1. To make the Rockefeller Butter, melt 4 tablespoons of the butter (not chilled) in a medium skillet over medium heat. When the foam subsides, add the celery, fennel, scallion, garlic, parsley, watercress, thyme, and 1/2 teaspoon salt. Cook gently without browning for 4 minutes, stirring regularly. Add the Pernod and 1/4 cup oyster liquor and cook until evaporated.

2. Scrape the contents of the skillet into the bowl of a food processor and let cool slightly. Add the Tabasco and the 5 tablespoons chilled butter and process, pulsing at first, until smooth and well incorporated, scraping down the sides of the bowl as needed. Pack the flavored butter in a ramekin or roll it up in a large piece of plastic into a sausage shape. Refrigerate until firm.

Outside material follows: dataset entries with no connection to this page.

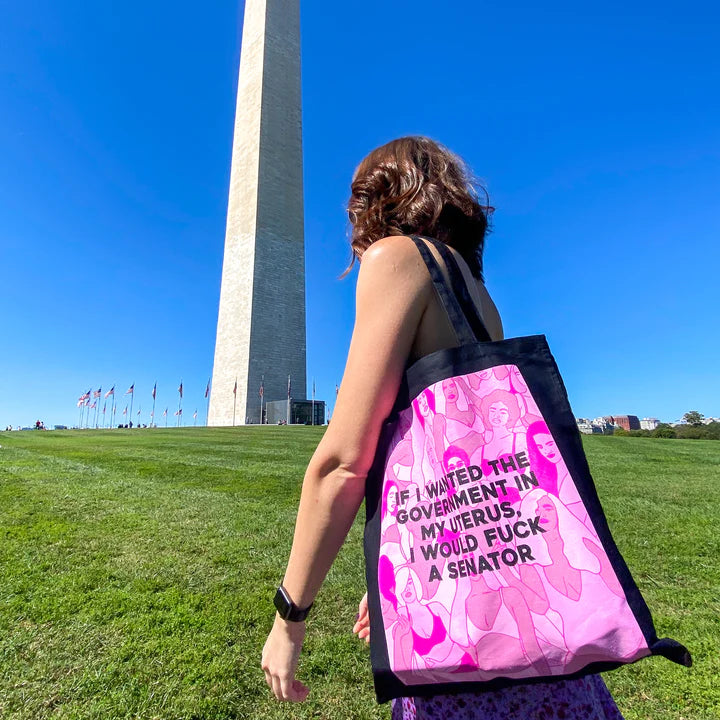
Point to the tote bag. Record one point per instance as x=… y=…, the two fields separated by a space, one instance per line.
x=489 y=561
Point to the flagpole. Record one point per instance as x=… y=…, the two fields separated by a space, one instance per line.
x=288 y=408
x=234 y=400
x=207 y=410
x=180 y=403
x=262 y=396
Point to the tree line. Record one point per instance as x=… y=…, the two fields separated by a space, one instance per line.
x=694 y=429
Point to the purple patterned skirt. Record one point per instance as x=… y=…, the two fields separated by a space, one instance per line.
x=586 y=698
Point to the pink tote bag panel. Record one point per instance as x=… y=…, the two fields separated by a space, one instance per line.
x=489 y=565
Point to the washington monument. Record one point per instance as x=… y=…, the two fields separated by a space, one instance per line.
x=261 y=319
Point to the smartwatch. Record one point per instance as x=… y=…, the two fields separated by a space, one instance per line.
x=287 y=609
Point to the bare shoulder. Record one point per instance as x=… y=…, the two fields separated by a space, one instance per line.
x=395 y=263
x=391 y=250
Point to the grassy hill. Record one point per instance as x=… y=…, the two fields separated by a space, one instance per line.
x=137 y=569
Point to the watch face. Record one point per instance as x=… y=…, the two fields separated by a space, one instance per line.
x=282 y=602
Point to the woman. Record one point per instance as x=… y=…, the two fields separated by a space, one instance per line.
x=411 y=185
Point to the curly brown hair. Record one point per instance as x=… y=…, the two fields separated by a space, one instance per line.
x=415 y=186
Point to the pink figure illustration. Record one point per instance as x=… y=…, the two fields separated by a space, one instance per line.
x=551 y=471
x=581 y=585
x=452 y=389
x=420 y=636
x=500 y=413
x=519 y=388
x=496 y=377
x=433 y=429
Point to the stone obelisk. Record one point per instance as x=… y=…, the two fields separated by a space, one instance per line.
x=261 y=319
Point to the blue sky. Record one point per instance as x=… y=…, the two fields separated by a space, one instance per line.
x=595 y=127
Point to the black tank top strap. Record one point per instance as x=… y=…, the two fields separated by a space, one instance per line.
x=460 y=291
x=460 y=288
x=458 y=320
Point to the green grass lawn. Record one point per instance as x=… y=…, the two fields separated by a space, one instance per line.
x=137 y=569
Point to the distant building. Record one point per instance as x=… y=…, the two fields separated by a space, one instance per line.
x=604 y=424
x=587 y=427
x=301 y=412
x=626 y=422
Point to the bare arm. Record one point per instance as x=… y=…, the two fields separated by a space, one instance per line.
x=392 y=292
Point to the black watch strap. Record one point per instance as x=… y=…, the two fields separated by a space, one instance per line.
x=287 y=609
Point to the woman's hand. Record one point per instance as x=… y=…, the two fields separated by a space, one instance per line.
x=280 y=658
x=362 y=624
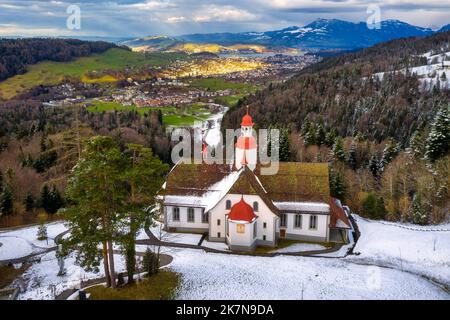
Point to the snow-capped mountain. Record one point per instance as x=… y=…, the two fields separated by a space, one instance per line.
x=445 y=28
x=320 y=34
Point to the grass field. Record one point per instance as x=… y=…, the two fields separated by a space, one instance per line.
x=51 y=73
x=161 y=286
x=216 y=84
x=172 y=116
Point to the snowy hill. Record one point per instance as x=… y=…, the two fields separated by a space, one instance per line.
x=436 y=71
x=320 y=34
x=420 y=250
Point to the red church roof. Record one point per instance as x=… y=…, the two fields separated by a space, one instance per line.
x=247 y=120
x=242 y=211
x=246 y=143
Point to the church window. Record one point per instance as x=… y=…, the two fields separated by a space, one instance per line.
x=176 y=214
x=313 y=222
x=191 y=215
x=205 y=218
x=283 y=220
x=298 y=221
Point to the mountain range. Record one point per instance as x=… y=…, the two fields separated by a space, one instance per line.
x=321 y=34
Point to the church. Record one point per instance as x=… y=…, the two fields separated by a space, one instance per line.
x=243 y=208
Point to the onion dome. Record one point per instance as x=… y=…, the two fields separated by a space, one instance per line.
x=247 y=120
x=242 y=211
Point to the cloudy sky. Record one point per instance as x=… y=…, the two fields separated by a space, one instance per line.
x=119 y=18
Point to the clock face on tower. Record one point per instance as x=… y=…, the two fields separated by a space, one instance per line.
x=246 y=147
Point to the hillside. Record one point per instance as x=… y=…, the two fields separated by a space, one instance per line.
x=51 y=72
x=321 y=34
x=17 y=54
x=343 y=93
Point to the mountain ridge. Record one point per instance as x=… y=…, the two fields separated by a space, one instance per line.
x=321 y=34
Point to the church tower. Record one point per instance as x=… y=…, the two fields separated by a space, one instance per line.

3. Put 1 tablespoon of remaining oyster liquor and the oysters in a medium skillet along with 1 generous tablespoon of Rockefeller Butter. Set the skillet aside. Put 4 tablespoons of Rockefeller Butter, in 3 or 4 pieces, on a small plate and reserve in the refrigerator. Preheat dinner plates.

4. Generously salt and pepper the steaks. Preheat a small, heavy skillet over medium-high heat until almost smoking. Add the oil, swirling to coat the skillet. Add the steaks and reduce the heat to medium. Cook for about 4 minutes per side for mediumrare. Transfer the steaks to heated plates.

5. Place the skillet with the oysters over medium heat, swirling to distribute the butter. Cook until just heated through and the edges of the oysters curl, 2 to 4 minutes (depending on size), turning carefully with tongs or a soup spoon halfway through. Turn off the heat and add the chilled 4 tablespoons butter, swirling the skillet to melt and emulsify the butter. Spoon the butter and oysters over the steaks and serve.